Venezuelan customs & border control...MadMax style enforcement...

Thanks to Enrique 262 Tumblr Page for the pics/story!




Note:  The question asked to Enrique was this...So what makes crossing the border in Venezuela so dangerous?

Answer/Story...
It’s a rather complex problem, but basically, the border crossing can only be made on foot for the last year or so, and while after you pass the Venezuelan customs it’s a matter of paying a taxi biker, which are allowed to work by the National Guard, to get you from the customs office to a tollbooth one kilometer away, where cars are waiting, that’s where it gets complicated.

Because you see, you never know just who the fuck is waiting there, and while there’s a police station and a lot of said Taxi bikers, ensuring you won’t get robbed there, once you get into a car, you just don’t know what’s going to happen next.

So the safest bet is taking a public transport car (Carrito por Puesto, basically a full-sized american V8 that that takes no more than 5 passengers) inside Colombia, but since, as said, cars aren’t allowed to cross, you’re forced to take The Trail (La Trocha), an illegal dirt road used by food and gasoline smuggles between both countries, to get into Venezuela, where you usually spend about an hour driving around what I call no man’s land, where you find every 50 meters or so an improvised checkpoint manned by dubious people, all charging small amounts of money to let you continue.

If you don’t have the cash, they won’t let you through, and if you try to force your way in, they´ll just shoot you, as many are armed.

And the thing is, that place is dangerous as fuck, as all the booth people care about is your money, so unless you hire a bike to guide you through, nothing assures you that you won’t get robbed, like what happened to mom a few months ago when her Carrito por Puesto was intercepted by an SUV, and all of her belongings were robbed by 5 men armed to the teeth.

This happens almost exclusively inside Venezuela, where the National Guard charges the gangs inside La Trocha a monthly fee to basically never get close to it, so thanks to the fucked up situation of the country, it’s a question of taking a safe car and a dangerous route, or a safe route and a dangerous car.

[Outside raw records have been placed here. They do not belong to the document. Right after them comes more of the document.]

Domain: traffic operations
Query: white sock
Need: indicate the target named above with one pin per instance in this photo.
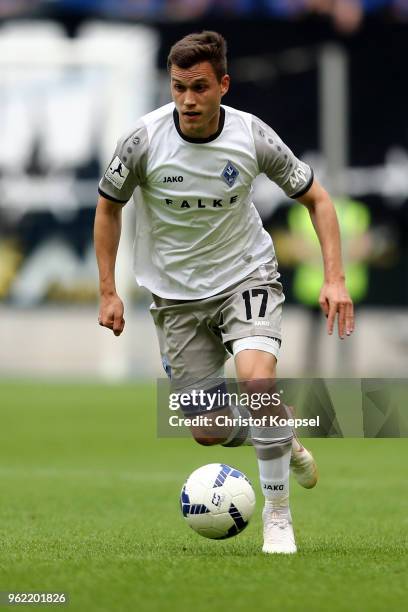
(273, 447)
(274, 474)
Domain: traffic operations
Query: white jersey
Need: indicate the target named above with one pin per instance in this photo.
(198, 231)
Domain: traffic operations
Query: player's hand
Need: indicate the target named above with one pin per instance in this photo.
(335, 300)
(111, 314)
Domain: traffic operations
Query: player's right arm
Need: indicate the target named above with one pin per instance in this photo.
(107, 230)
(125, 172)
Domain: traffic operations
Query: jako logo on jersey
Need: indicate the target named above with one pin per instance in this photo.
(229, 174)
(297, 175)
(173, 179)
(273, 487)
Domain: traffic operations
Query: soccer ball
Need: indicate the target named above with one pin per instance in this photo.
(217, 501)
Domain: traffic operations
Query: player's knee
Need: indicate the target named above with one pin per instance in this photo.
(206, 440)
(207, 436)
(258, 386)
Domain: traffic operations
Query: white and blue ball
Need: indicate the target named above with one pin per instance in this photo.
(217, 501)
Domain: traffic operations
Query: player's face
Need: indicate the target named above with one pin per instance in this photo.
(197, 95)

Such is life in Venezuela.
That's Mad Max or Ghetto fabulous .... I can't decide which one.  Think about it.  You have to pay some gangsters to enter a country?  I can't even wrap my head around that one.  US Customs pisses me off to no end and our Border guys irritate me (when I was out west) by having checkpoints on highways that made you stop and ask if you were a US citizen even though I was hundreds of miles from the border.

I don't know how I would feel if it was just some jackass trying to steal money from me while traveling.

Venezuela sucks.  I feel for them down there.